In both instances, there were genuine concerns from the U.S. government and businesses about fair play and security. But many believe there were also double standards and selective enforcement to target a rising adversary. 
When all is said and done, one side of me still hates seeing realism, or “the rule of the jungle,” prevail in U.S.-China relations. Not least because I was a liberal (not exactly sure what I am now), and I still appreciate many aspects of Western culture. 
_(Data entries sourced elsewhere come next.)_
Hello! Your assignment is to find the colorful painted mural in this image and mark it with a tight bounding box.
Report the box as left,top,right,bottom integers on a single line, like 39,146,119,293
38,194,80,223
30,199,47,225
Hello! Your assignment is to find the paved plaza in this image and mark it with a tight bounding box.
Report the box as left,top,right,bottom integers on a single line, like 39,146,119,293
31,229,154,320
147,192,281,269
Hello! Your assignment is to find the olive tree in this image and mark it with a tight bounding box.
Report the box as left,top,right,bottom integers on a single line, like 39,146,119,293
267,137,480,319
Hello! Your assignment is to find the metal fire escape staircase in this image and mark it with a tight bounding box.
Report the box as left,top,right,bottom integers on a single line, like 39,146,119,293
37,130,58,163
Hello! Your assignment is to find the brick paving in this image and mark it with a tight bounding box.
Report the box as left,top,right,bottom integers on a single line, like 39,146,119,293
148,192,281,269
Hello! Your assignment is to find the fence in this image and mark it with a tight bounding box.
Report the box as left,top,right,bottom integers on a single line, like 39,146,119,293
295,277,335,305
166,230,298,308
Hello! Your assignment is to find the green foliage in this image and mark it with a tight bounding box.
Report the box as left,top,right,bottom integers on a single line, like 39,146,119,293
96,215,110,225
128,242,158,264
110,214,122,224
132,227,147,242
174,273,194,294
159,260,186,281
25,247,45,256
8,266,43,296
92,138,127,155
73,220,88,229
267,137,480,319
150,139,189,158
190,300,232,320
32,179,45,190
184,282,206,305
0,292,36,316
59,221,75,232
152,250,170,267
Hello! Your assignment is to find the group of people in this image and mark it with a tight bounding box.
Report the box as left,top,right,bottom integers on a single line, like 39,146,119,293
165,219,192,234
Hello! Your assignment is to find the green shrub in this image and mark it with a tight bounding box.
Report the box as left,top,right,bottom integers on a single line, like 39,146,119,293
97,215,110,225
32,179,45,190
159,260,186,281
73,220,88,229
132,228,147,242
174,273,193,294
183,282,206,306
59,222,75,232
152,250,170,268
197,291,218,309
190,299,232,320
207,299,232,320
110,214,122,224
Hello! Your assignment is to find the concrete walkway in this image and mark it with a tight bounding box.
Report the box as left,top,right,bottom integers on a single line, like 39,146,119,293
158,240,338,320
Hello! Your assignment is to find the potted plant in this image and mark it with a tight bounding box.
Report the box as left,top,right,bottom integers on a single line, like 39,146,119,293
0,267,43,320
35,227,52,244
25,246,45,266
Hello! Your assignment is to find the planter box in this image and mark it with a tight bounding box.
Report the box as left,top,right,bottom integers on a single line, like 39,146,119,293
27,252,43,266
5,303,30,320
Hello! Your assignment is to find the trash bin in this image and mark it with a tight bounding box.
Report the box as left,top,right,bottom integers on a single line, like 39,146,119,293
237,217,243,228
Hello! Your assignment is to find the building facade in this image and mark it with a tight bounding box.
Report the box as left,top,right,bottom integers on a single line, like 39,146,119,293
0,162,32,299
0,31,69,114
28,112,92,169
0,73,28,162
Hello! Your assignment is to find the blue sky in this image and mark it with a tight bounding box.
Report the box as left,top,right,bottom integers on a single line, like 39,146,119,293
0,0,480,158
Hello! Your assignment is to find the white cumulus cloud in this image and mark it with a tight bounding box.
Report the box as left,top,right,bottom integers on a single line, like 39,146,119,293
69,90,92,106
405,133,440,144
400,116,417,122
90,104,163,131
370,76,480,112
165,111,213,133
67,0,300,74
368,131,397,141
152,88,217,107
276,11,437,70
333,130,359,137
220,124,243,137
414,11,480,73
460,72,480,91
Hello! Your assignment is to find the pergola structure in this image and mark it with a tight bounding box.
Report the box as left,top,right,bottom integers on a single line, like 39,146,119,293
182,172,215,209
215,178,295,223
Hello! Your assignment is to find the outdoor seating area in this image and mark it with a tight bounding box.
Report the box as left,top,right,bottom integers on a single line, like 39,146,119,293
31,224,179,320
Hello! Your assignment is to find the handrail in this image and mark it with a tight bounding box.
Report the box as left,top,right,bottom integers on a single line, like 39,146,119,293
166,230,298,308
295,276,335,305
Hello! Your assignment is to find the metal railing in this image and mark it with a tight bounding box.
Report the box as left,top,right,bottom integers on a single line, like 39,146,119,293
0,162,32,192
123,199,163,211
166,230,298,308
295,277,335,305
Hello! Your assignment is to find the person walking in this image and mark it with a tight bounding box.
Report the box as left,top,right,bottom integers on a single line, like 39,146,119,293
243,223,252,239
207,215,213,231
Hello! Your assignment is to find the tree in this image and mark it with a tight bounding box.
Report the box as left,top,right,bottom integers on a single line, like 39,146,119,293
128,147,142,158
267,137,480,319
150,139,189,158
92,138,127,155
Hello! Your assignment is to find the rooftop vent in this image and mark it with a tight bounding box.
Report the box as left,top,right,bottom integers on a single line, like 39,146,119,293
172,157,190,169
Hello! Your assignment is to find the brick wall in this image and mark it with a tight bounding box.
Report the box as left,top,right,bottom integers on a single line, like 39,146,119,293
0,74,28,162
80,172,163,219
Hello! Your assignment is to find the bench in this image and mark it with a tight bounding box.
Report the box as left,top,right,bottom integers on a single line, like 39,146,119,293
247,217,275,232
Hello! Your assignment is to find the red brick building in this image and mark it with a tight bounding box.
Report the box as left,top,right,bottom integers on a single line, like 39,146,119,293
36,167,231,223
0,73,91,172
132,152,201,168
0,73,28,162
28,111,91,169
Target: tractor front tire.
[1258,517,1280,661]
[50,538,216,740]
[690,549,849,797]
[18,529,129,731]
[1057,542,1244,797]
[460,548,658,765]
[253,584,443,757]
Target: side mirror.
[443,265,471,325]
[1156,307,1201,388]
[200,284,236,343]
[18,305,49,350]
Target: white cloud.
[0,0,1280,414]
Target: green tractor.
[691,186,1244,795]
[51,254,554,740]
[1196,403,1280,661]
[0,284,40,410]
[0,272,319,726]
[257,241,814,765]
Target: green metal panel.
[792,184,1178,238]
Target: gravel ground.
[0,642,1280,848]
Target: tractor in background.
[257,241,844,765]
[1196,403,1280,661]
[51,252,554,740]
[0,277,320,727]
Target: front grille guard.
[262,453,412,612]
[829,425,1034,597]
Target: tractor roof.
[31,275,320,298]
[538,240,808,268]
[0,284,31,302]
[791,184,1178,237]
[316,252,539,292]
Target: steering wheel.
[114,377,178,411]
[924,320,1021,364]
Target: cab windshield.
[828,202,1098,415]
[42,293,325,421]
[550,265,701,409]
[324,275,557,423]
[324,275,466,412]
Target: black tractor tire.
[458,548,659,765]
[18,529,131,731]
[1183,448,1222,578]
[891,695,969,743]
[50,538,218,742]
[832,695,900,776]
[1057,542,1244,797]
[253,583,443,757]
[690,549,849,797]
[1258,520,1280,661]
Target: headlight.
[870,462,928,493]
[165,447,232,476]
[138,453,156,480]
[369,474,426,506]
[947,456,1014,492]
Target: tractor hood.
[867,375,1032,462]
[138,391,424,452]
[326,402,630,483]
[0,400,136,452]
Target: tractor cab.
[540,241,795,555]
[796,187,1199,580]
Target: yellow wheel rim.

I grew up in the 1980s and ‘90s in China where it was a daily struggle for my parents to make ends meet and for me to persevere through cut-throat competition in school to get ahead. Despite very limited resources, in after-school hours, I worked very hard in studying English and Western culture – buying up English literature from bookstores and riding a bicycle for 30 minutes to a riverside gathering on Sunday mornings just to practice English with native speakers. 
A decade of efforts came to fruition in 2006 when I won the First Prize in China's prestigious 21st Century National English Speaking Competition. Throughout my teenage years, I was eager to learn more about the West, about America, and dreamt about going there.
My seven years in Washington, D.C., taught me a lot about American society. I've come to admire much about it – the rule of law, diversity, creativity and the fitness culture. Scapegoating China and China bashing, however, are not among them.
The author is a CGTN correspondent and news anchor based in Washington, D.C.